Easy-peasy comments on a static site - without needing another service
If you are already using Mastodon to share your content, why not use it as the hub of discussion for your content
Since I’m running a statically generated site via Jekyll, adding comments takes some addition thought. The last time I was looking into this Disqus was starting to take off, but using a third party service for something like this never quite sat right (and some privacy issues they went through later proved that out).
The problem
Since I’m just hosting this on GH Pages, I started wondering about what’d it take to just have the comments live in the repos Issue (or better Discussions). The most popular ways of doing this seem to be Utterances and Giscus, respectively. But either still requires a server or service, since fetching the comments from Github requires auth, and your unauthed readers aren’t neccessarily going to sign in just to see wether there are comments.
The solution
Then I realized, coupling the comments to the service that just happens to be where my site lives doesn’t make sense (but it might for projects that live on GH with their sites also here). If they are comments, on my content, they should be managed similarly to how I’m managing, publishing, aggregating, etc my own content, which circled me around to social media and inevitably the Fediverse. Of course, someone already made a tool for that.
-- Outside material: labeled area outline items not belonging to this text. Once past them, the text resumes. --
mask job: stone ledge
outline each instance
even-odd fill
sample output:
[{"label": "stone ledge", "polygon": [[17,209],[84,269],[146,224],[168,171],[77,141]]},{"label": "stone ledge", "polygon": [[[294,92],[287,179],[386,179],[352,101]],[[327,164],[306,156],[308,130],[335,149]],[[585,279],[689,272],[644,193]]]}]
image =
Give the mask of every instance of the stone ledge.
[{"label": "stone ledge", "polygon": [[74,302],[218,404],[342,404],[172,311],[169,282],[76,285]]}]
It was trivially easy to drop in and now, any post I want comments on I just drop a toot_id into the front-matter of my post. This does mean the flow is slightly altered to “Write a private toot, publish content, set toot to public” but that just points out that if a social media post is the central organizing point of content, it should be the central organizing point.
Caveats
- Comments are purly client-side; this has no graceful degradation or progressive enchancement at all, which I’m usually opposed to: If I were expecting a masssive amount of comments, that should be part of search and archiving/history, it’d be an issue. But it shouldn’t that bad to grab any comments on publish (I use a GH Action to do grab my resume PDF anyway so have easy place to tack on stuff like this) and then on the client-side only add the comments that don’t already exist.
- This technically does require a service/server: Yes, one I’m already using for sharing the self-same content. I’m becoming more of a believer in the Fediverse the more I use Mastodon, and it makes sense to centralize (hah!) there where I have some control over my content. I picked an instance I liked, and I could make my own instance, if I cared too.
- No moderation: this goes partially hand-in-hand with the previous point. As currently implemented it depends on the moderation of the instance I chose. So far spam bots trying to sign-up to a Mastodon instance that requires admin verification, just to try and comment a low volume dev blog aren’t a major concern. If at some point I wanted to insert my own moderation I could only show the comments that I have liked. Easy-peasy.
- The original toot doesn’t show up to kick-off discussion. I may need to tweak the script a bit further. I already grabbed it locally so I could adjust it to fit into my site better, so that’s easy enough.